How device size affects disk performance in Linux

PUBLISHED ON FEB 9, 2011 — BLOG

While running some tests in a client’s environment, we’ve noticed reading from a partition of a multipath device was considerably slower than reading from its parent node:

`[root@none]# dd if=mpath4 of=/dev/null bs=1M count=1024 1024+0 records in 1024+0 records out 1073741824 bytes (1.1 GB) copied, 8.92711 seconds, 120 MB/s

[root@none]# dd if=mpath4p1 of=/dev/null bs=1M count=1024 skip=1024 1024+0 records in 1024+0 records out 1073741824 bytes (1.1 GB) copied, 17.5965 seconds, 61.0 MB/s`

We asked to client support of a well-known GNU+Linux vendor, and they indicated that this behavior was “expected”, since this kind of partitions were created by stacking a_dm-linear_ device over the original multipath node. I wasn’t satisfied by this answer, since AFAIK dm-linear only did a simple transposition of the original request over an specified offset (the beginning of the partition), so I decided to investigate a bit further on my own.
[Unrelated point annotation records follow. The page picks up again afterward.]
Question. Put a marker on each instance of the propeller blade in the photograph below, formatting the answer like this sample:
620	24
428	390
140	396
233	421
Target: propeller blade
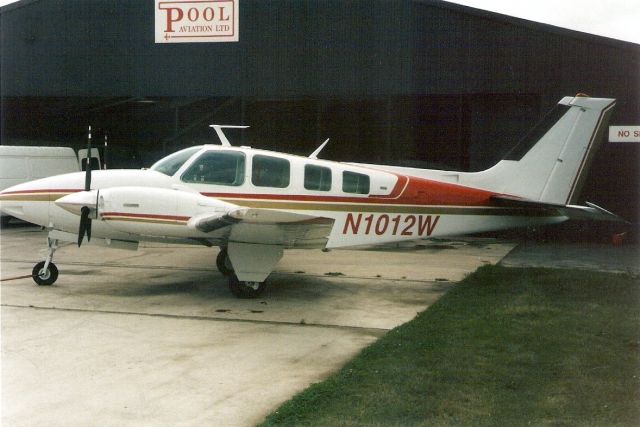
85	225
87	177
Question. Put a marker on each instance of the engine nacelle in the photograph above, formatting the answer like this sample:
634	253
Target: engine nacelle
161	212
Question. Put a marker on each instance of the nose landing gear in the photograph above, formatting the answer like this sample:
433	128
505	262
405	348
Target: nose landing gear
45	272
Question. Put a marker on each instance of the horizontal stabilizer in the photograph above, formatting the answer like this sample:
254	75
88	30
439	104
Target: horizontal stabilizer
591	212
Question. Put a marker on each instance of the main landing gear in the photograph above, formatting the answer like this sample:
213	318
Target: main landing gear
238	288
45	272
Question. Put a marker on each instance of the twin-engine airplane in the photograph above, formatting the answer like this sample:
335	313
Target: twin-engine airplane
253	203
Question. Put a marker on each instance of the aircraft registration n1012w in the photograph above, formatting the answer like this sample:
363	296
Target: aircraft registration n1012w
253	204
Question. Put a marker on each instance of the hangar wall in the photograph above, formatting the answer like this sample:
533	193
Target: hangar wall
410	82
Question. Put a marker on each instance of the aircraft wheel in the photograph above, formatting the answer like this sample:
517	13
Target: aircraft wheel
224	263
245	290
45	277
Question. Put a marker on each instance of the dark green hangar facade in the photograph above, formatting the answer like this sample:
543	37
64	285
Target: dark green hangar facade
405	82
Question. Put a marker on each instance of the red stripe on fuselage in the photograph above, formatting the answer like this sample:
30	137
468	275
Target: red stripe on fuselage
146	216
408	191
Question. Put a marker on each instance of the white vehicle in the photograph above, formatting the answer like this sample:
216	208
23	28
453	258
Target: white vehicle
20	164
254	204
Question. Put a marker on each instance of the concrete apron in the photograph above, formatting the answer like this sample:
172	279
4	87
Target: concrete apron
154	337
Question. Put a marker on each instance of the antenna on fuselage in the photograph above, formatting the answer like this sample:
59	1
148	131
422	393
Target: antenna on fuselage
223	138
314	155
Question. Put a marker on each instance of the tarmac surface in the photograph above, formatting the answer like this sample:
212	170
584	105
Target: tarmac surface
154	337
581	256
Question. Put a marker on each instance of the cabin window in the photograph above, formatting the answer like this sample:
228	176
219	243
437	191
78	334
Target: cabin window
270	171
170	164
355	183
317	178
217	167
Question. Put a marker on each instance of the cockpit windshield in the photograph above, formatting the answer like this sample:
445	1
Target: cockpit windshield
170	164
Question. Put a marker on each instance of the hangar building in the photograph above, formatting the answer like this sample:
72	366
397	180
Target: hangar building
406	82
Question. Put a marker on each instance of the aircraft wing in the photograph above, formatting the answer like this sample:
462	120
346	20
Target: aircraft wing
267	226
591	212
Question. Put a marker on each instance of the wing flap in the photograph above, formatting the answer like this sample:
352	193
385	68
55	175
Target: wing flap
267	226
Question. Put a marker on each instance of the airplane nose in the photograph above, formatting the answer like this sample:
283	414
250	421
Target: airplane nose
76	201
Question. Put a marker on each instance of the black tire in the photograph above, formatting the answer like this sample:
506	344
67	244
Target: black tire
224	263
245	290
45	278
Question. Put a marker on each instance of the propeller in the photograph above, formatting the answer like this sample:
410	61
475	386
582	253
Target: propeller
85	220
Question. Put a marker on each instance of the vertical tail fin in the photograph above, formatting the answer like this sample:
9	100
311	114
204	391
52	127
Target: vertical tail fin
550	163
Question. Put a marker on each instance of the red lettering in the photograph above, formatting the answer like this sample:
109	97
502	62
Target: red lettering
193	16
208	14
171	20
350	223
382	224
222	17
425	224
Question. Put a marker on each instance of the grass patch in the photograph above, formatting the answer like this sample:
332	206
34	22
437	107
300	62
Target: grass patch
506	346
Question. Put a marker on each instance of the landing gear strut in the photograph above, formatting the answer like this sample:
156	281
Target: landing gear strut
224	263
45	273
246	290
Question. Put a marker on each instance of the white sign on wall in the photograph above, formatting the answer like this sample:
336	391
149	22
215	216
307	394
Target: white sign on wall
624	133
183	21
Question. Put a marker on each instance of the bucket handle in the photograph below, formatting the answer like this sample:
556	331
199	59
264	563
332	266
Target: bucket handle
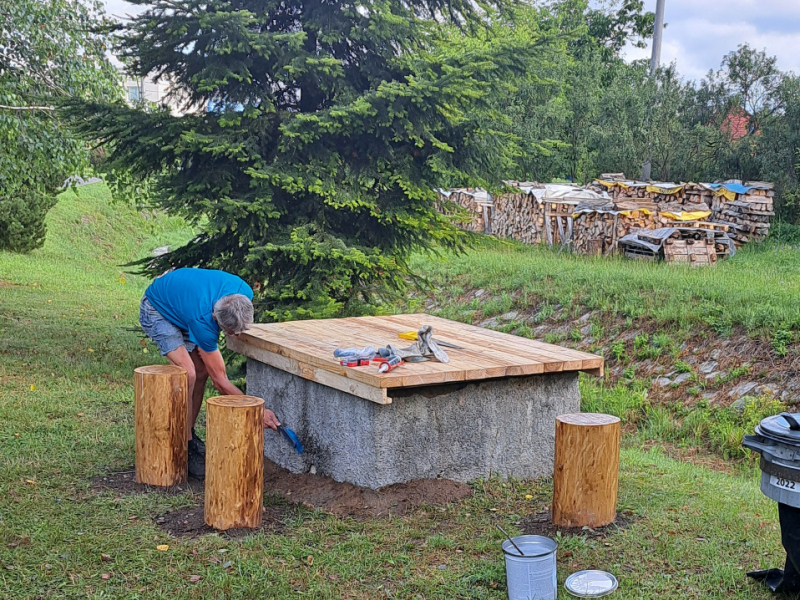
521	553
794	424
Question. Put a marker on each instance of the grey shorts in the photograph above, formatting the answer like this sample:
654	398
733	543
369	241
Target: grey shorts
167	336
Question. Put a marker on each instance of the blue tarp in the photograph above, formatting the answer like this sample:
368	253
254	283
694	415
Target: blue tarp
736	188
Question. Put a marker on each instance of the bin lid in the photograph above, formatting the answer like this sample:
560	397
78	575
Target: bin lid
591	584
784	427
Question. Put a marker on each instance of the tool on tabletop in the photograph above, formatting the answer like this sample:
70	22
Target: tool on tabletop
390	363
413	336
355	357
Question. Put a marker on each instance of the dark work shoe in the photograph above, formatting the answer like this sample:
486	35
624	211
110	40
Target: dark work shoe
199	444
197	462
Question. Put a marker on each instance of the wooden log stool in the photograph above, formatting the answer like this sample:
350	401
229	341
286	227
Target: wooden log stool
234	461
160	424
586	470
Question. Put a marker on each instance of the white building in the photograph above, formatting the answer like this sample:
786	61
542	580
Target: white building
145	89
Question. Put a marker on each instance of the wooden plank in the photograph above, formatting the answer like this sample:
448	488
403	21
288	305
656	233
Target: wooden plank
307	346
319	375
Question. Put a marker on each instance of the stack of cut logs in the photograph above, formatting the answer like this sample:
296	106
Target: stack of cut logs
596	229
747	217
598	232
519	216
478	205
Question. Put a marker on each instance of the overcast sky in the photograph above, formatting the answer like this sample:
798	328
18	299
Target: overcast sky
699	32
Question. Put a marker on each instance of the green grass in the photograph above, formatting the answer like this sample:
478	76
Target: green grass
66	360
756	289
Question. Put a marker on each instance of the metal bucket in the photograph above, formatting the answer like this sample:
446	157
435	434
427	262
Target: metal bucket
533	576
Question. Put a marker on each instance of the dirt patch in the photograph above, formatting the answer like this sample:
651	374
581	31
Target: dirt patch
541	523
190	522
313	492
345	499
124	483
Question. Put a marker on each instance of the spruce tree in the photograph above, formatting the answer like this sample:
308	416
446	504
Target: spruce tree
315	135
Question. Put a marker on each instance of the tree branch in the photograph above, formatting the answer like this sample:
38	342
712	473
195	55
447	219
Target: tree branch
3	106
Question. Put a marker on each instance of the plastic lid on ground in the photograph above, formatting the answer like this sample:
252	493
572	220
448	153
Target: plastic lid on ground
591	584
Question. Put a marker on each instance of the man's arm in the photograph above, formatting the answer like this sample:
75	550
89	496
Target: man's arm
215	366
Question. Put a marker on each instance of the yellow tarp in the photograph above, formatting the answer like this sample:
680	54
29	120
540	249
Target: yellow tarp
697	215
627	213
612	183
659	190
729	195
The first thing I’ve noticed, was that changing size of the dm-linear device affected the performance of the tests:

`[root@none]# echo “0 1870000 linear 8:96 63” | dmsetup create test [root@none]# dd if=/dev/mapper/test of=/dev/null bs=1M count=100 skip=600 100+0 records in 100+0 records out 104857600 bytes (105 MB) copied, 0.906487 seconds, 116 MB/s

[root@none]# dmsetup remove test [root@none]# echo “0 1870001 linear 8:96 63” | dmsetup create test [root@none]# dd if=/dev/mapper/test of=/dev/null bs=1M count=100 skip=700 100+0 records in 100+0 records out 104857600 bytes (105 MB) copied, 1.47716 seconds, 71.0 MB/s`

This was something, but then I needed to find the reason of how a simple change in the device size could impact the performance this way. Playing around with _kgdb_ (what a nice tool!), I’ve reached to this piece of code from Linux (drivers/md/dm.c):

`static int __split_bio(struct mapped_device md, struct bio bio) { struct clone_info ci; int error = 0;

ci.map = dm_get_table(md); if (unlikely(!ci.map)) return -EIO;

ci.md = md; ci.bio = bio; ci.io = alloc_io(md); ci.io->error = 0; atomic_set(&ci.io->io_count, 1); ci.io->bio = bio; ci.io->md = md; ci.sector = bio->bi_sector; ci.sector_count = bio_sectors(bio); ci.idx = bio->bi_idx;

start_io_acct(ci.io); while (ci.sector_count && !error) error = __clone_and_map(&ci);

dec_pending(ci.io, error); dm_table_put(ci.map);

return 0; }`

In the debugging session, I’ve noticed that _ci.sector_count_ takes the value ‘1’ for the device with worst performance, while other devices with different sizes and better read speeds could take values in a range from ‘2’ to ‘8’ (being the latter the case with best performance). So, indeed, the size of a device affects how is accessed, and this implies a noticeably difference in performance. But, still, it wasn’t clear for me where is the root of this behavior, so I decided to dig a bit deeper. That took me to this function (fs/block_dev.c):

`void bd_set_size(struct block_device bdev, loff_t size) { unsigned bsize = bdev_logical_block_size(bdev);

bdev->bd_inode->i_size = size; while (bsize < PAGE_CACHE_SIZE) { if (size & bsize) break; bsize <<= 1; } bdev->bd_block_size = bsize; bdev->bd_inode->i_blkbits = blksize_bits(bsize); }`

This function searches for the greatest power of 2 which is divisor of the device size in the range of 512 (sector size) to 4096 (the value for PAGE_CACHE_SIZE in x86), and sets it as the internal block size. Further direct requests to the device will be internally divided in chunks of this size, so devices with sizes that are multiple of 4096 will perform better than the ones which are multiple of 2048, 1024 or 512 (the worst case, which every device conforms as its the size of each sector). This is specially important in scenarios in which devices are directly accessed by the application, such as in Oracle’s ASM configurations.

TL;DR: Linux chooses the internal block size that will be used to fulfill page requests by searching the greatest power of 2 which is divisor of the device size in a range from 512 to 4096 (in x86), so creating your partitions with a size which is multiple of 4096 will help to obtain better performance in I/O disk operations.